A PHP implementation of a Naive Bayes statistical classifier, including a structure for building other classifiers, multiple data sources and multiple caching backends.
PHP Classifier uses semantic versioning, it is currently at major version 0, so the public API should not be considered stable.
PHP Classifier is a text classification library with a focus on reuse, customizability and performance. Classifiers can be used for many purposes, but are particularly useful in detecting spam.
$ composer require camspiers/statistical-classifier
For SVM Support both libsvm and php-svm are required. For installation intructions refer to php-svm.

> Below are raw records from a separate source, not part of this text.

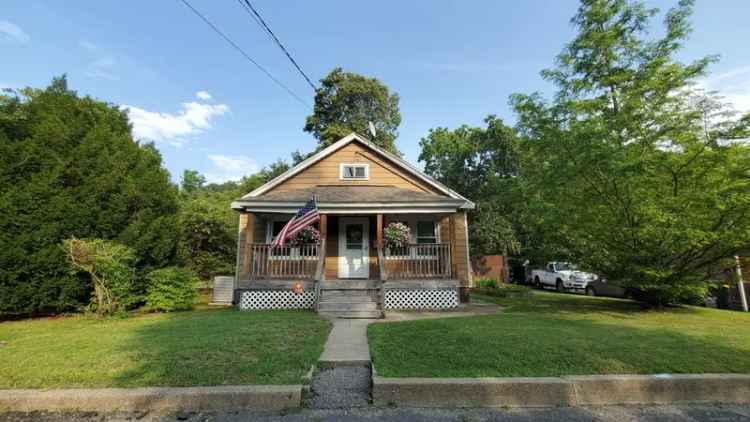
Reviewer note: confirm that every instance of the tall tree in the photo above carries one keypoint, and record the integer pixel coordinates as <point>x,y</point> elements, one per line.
<point>346,102</point>
<point>481,164</point>
<point>191,181</point>
<point>69,167</point>
<point>629,175</point>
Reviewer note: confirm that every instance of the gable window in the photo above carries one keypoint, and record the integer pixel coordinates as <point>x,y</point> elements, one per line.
<point>355,171</point>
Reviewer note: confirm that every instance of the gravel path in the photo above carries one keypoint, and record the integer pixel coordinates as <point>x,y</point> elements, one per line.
<point>340,387</point>
<point>686,413</point>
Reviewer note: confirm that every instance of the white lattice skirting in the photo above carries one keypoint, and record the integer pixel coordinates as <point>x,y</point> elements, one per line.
<point>440,298</point>
<point>276,299</point>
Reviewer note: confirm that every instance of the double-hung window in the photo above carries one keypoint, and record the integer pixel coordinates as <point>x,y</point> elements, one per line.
<point>356,171</point>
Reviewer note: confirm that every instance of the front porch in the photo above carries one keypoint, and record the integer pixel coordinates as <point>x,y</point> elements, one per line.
<point>351,272</point>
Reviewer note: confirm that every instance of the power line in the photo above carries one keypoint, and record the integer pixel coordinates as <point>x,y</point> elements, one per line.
<point>250,59</point>
<point>266,29</point>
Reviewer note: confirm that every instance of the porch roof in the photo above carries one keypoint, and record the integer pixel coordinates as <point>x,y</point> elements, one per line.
<point>360,197</point>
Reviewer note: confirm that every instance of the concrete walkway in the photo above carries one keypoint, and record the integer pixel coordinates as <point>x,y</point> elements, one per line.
<point>347,343</point>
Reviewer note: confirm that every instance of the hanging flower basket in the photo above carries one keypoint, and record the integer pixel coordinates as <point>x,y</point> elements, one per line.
<point>308,235</point>
<point>396,235</point>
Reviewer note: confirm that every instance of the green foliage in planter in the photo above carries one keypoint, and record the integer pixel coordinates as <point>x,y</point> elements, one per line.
<point>396,235</point>
<point>308,235</point>
<point>171,289</point>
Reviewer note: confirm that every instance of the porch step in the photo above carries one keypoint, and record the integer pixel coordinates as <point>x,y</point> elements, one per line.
<point>353,295</point>
<point>326,306</point>
<point>353,314</point>
<point>349,284</point>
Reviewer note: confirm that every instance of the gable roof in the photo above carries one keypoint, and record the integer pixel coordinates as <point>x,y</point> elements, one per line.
<point>353,137</point>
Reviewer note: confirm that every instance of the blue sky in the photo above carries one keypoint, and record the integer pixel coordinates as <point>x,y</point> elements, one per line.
<point>452,62</point>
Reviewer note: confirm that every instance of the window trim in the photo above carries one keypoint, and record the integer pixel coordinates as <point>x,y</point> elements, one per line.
<point>413,221</point>
<point>366,166</point>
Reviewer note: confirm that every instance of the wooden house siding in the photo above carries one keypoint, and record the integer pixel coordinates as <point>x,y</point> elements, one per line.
<point>327,172</point>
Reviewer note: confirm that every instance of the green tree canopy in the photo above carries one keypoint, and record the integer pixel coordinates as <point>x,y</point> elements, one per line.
<point>346,102</point>
<point>483,165</point>
<point>629,175</point>
<point>69,167</point>
<point>191,181</point>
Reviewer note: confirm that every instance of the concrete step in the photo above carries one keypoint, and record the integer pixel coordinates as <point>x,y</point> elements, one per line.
<point>352,314</point>
<point>352,307</point>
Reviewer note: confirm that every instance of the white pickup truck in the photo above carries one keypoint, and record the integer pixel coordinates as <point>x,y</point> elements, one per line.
<point>562,276</point>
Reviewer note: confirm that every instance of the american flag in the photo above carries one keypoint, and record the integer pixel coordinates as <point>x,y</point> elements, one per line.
<point>304,217</point>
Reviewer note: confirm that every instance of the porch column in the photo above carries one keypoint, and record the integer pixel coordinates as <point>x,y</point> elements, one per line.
<point>460,251</point>
<point>244,241</point>
<point>379,234</point>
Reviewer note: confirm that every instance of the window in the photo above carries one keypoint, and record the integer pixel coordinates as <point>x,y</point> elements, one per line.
<point>426,232</point>
<point>355,171</point>
<point>422,230</point>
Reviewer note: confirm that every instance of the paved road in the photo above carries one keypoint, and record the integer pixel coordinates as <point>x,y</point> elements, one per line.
<point>717,413</point>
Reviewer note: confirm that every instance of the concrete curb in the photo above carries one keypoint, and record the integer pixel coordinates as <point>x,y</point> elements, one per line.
<point>240,397</point>
<point>561,391</point>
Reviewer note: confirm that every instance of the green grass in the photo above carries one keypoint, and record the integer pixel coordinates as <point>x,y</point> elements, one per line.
<point>202,347</point>
<point>550,334</point>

use Camspiers\StatisticalClassifier\Classifier\ComplementNaiveBayes;
use Camspiers\StatisticalClassifier\DataSource\DataArray;
$source = new DataArray();
$source->addDocument('spam', 'Some spam document');
$source->addDocument('spam', 'Another spam document');
$source->addDocument('ham', 'Some ham document');
$source->addDocument('ham', 'Another ham document');
$classifier = new ComplementNaiveBayes($source);
$classifier->is('ham', 'Some ham document'); // bool(true)
$classifier->classify('Some ham document'); // string "ham"
use Camspiers\StatisticalClassifier\Classifier\SVM;
use Camspiers\StatisticalClassifier\DataSource\DataArray;
$source = new DataArray()
$source->addDocument('spam', 'Some spam document');
$source->addDocument('spam', 'Another spam document');
$source->addDocument('ham', 'Some ham document');
$source->addDocument('ham', 'Another ham document');
$classifier = new SVM($source);
$classifier->is('ham', 'Some ham document'); // bool(true)
$classifier->classify('Some ham document'); // string "ham"
Caching models requires maximebf/CacheCache which can be installed via packagist. Additional caching systems can be easily integrated.
use Camspiers\StatisticalClassifier\Classifier\ComplementNaiveBayes;
use Camspiers\StatisticalClassifier\Model\CachedModel;
use Camspiers\StatisticalClassifier\DataSource\DataArray;
$source = new DataArray();
$source->addDocument('spam', 'Some spam document');
$source->addDocument('spam', 'Another spam document');
$source->addDocument('ham', 'Some ham document');
$source->addDocument('ham', 'Another ham document');
$model = new CachedModel(
'mycachename',
new CacheCache\Cache(
new CacheCache\Backends\File(
array(
'dir' => __DIR__
)
)
)
);
$classifier = new ComplementNaiveBayes($source, $model);
$classifier->is('ham', 'Some ham document'); // bool(true)
$classifier->classify('Some ham document'); // string "ham"
use Camspiers\StatisticalClassifier\Classifier\SVM;
use Camspiers\StatisticalClassifier\Model\SVMCachedModel;
use Camspiers\StatisticalClassifier\DataSource\DataArray;
$source = new DataArray();
$source->addDocument('spam', 'Some spam document');
$source->addDocument('spam', 'Another spam document');
$source->addDocument('ham', 'Some ham document');
$source->addDocument('ham', 'Another ham document');
$model = new Model\SVMCachedModel(
__DIR__ . '/model.svm',
new CacheCache\Cache(
new CacheCache\Backends\File(
array(
'dir' => __DIR__
)
)
)
);
$classifier = new SVM($source, $model);
$classifier->is('ham', 'Some ham document'); // bool(true)
$classifier->classify('Some ham document'); // string "ham"
statistical-classifier/ $ composer install --dev
statistical-classifier/ $ phpunit